The sun shone through the windows as Tammy washed the dishes left from the mad rush of breakfast. “What a beautiful day it is out there!“, Tammy thought as she lifted up another dish to be cleaned.
Suddenly, the quiet of her neighborhood was shattered by the shouts of running men dressed in black uniforms. Screams could be heard next door, and Tammy quickly ducked to the floor to avoid being seen. The sound of a door being kicked in, followed by one shout, and then suddenly there was gun fire. Frozen in shock, Tammy could only pray that she was safe.
The phone was a million miles away, or so it felt because Tammy knew that she’d have to stand to reach it. “Please, please, please.“, she chanted as she slid across the floor and tried in vain to reach the handset that was floating above her head. “Why didn’t I grab the cell?” , she mused as she carefully peeked through the doggie door that was at the perfect height.
Tammy could see boots walking past her door, and a pair of legs dragging between two of the officials. “Who are these people?“, Tammy thought as she tried to wrap her head around the events that she’d only ever seen on TV. “They’re wearing uniforms, so it must be ok?” But Tammy had never seen these uniforms before, and listened to her gut instincts telling her to stay hidden.
“Ma’am, we know you’re in there. We’re coming in to talk. There’s nothing to worry about.” A deep baritone shot out like one of those gun shots and she screamed. As soon as she screamed, Tammy knew she’d made a mistake because she was seeing her own door get kicked in. Boots rapidly entered along with more violent yelling, “Did he go through here?”
As Tammy lay cringing in the corner of her kitchen, she refused to raise her face to see her attackers. Somehow, it felt like she could make it go away if she just didn’t see it.
“Are you Tammy Hendricks?” One of the dark-suited officers was crouching down to her level to try to get a look at her. With a quick nod, she answered the abrupt question. After hearing the man order the others to stand down, she slowly looked into the hardened face of the man who was clearly in charge.
“Who are you people? How can you just come in without any warning?” Hysterics made her voice shrill, but the questions just came tumbling out without waiting for answers. Not that any were coming from the man who stared hard at her.
“Ma’am, did you know anything about your neighbors?“, the officer questioned impatiently. Without waiting for her answer, he continued, “We’ve had reports that they’re violating statutes 188.8.131.52 of the penal code and selling illegal and inflammatory documents against our great nation. Do you know anything about this?”
Shaking her head again, Tammy looked at the man in hostility. “Are you talking about the Kahns? Why would you say something like that? They’re wonderful teachers who have contributed so much to this community. What kind of documents are you talking about?” Rising to her full height, she gave all of the men in the room a look of contempt. “They’re science fiction writers as well as being historians. What could they be writing that even approached illegal? I’ve read their books, and they are non-fiction. You know, not real”
The officer shook his head and gestured to one of the men standing near Tammy. “It looks like we’ll have to take her in for deprogramming.

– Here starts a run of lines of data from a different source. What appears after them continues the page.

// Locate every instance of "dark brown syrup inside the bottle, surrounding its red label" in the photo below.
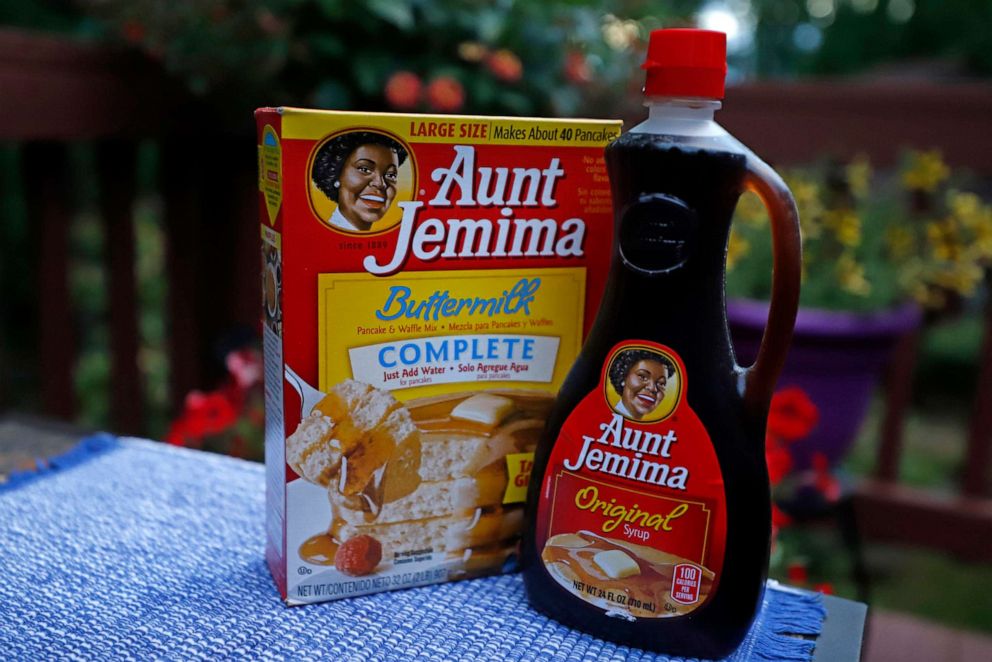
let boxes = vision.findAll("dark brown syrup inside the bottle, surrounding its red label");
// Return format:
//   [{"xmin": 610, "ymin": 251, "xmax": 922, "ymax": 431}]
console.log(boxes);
[{"xmin": 521, "ymin": 133, "xmax": 771, "ymax": 658}]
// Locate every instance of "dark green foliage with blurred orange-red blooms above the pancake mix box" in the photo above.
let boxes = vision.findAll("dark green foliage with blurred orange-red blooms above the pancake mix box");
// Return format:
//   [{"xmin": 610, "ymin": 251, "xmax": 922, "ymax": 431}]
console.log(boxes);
[{"xmin": 71, "ymin": 0, "xmax": 699, "ymax": 116}]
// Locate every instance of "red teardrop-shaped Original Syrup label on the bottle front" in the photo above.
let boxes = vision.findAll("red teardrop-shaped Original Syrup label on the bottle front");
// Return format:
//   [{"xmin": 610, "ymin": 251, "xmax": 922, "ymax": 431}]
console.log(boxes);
[{"xmin": 536, "ymin": 340, "xmax": 727, "ymax": 620}]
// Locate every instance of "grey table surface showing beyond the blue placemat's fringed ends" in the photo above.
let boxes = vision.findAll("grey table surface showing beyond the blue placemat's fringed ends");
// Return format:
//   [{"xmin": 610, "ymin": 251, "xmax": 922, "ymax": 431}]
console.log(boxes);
[{"xmin": 0, "ymin": 415, "xmax": 868, "ymax": 662}]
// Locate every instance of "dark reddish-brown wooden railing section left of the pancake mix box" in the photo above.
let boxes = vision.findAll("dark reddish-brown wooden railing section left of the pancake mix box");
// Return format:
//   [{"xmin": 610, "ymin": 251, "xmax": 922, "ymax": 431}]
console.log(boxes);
[{"xmin": 0, "ymin": 29, "xmax": 260, "ymax": 434}]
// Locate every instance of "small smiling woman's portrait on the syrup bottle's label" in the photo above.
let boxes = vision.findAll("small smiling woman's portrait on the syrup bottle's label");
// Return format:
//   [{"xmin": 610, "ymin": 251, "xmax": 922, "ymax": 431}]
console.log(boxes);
[{"xmin": 609, "ymin": 349, "xmax": 675, "ymax": 421}]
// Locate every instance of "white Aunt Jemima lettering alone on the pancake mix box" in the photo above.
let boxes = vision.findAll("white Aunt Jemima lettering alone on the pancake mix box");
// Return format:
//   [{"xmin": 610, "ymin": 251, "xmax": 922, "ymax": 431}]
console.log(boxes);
[{"xmin": 362, "ymin": 145, "xmax": 586, "ymax": 276}]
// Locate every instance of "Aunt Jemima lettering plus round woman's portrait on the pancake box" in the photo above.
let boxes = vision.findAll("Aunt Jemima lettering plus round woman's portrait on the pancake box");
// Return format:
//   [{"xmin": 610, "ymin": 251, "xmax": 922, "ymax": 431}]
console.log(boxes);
[{"xmin": 311, "ymin": 130, "xmax": 586, "ymax": 276}]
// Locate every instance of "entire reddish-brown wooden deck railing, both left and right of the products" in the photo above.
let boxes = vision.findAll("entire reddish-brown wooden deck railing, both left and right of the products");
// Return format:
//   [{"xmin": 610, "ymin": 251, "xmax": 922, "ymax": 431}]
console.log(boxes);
[{"xmin": 0, "ymin": 31, "xmax": 992, "ymax": 560}]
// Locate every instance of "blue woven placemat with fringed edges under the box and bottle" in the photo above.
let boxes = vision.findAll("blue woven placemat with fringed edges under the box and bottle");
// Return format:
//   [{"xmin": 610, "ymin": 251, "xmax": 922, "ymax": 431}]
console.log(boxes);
[{"xmin": 0, "ymin": 436, "xmax": 824, "ymax": 660}]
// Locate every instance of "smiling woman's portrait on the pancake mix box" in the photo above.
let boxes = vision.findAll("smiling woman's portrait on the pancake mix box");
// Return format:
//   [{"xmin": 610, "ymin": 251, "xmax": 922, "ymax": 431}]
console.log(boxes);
[{"xmin": 312, "ymin": 131, "xmax": 407, "ymax": 232}]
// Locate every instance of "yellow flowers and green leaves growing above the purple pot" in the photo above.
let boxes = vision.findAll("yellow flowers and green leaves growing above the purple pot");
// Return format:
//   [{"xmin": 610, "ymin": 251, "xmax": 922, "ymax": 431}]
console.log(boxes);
[{"xmin": 727, "ymin": 152, "xmax": 992, "ymax": 312}]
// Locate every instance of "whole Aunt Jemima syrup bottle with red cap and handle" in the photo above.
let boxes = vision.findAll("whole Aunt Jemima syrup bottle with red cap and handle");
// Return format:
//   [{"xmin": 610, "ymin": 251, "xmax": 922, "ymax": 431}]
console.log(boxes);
[{"xmin": 521, "ymin": 30, "xmax": 800, "ymax": 658}]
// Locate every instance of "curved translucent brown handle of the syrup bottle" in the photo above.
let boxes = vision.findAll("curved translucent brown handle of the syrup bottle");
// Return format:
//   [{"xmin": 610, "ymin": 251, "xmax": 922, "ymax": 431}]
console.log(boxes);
[{"xmin": 743, "ymin": 154, "xmax": 802, "ymax": 417}]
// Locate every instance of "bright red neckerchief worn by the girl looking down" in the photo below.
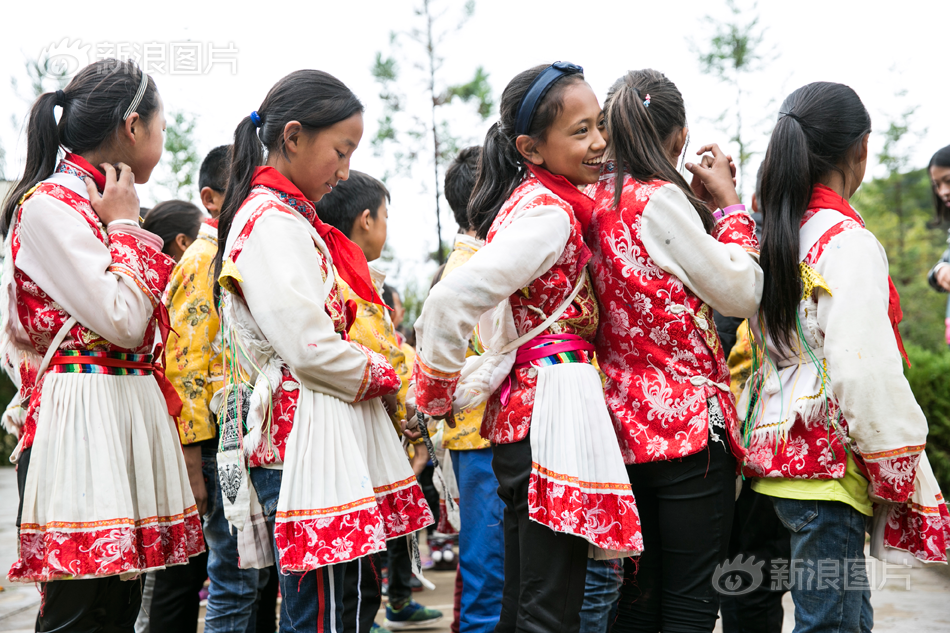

Such a shame, since her husband did his civic duty in reporting those people in to the commission.”
Rough hands grabbed her and held her imprisoned, though she continued to fight against the unwelcome hold. “Who are you people? What’s this commission?“, erupted as she felt herself get dragged out of her own home like a criminal.
“We’re the commission on morality, Ma’am. It was passed to help maintain control of the population during these troubling times that are endangering our very nation. We can’t let people question authority if we’re to have law and order. It’s what the majority wants.” The officer stood proudly as he watched another victim of knowledge get taken away. “The people want safety. Well, every demand requires a sacrifice. Even freedom has a price. Our savior has told us that free will comes with limitations. We’re his enforcers.”
A squad of black SUVs left the neighborhood as quickly as they descended. In the quiet, a voice rang out, “Tammy, honey. I came home when I heard about the commotion on the news. Are you ok?”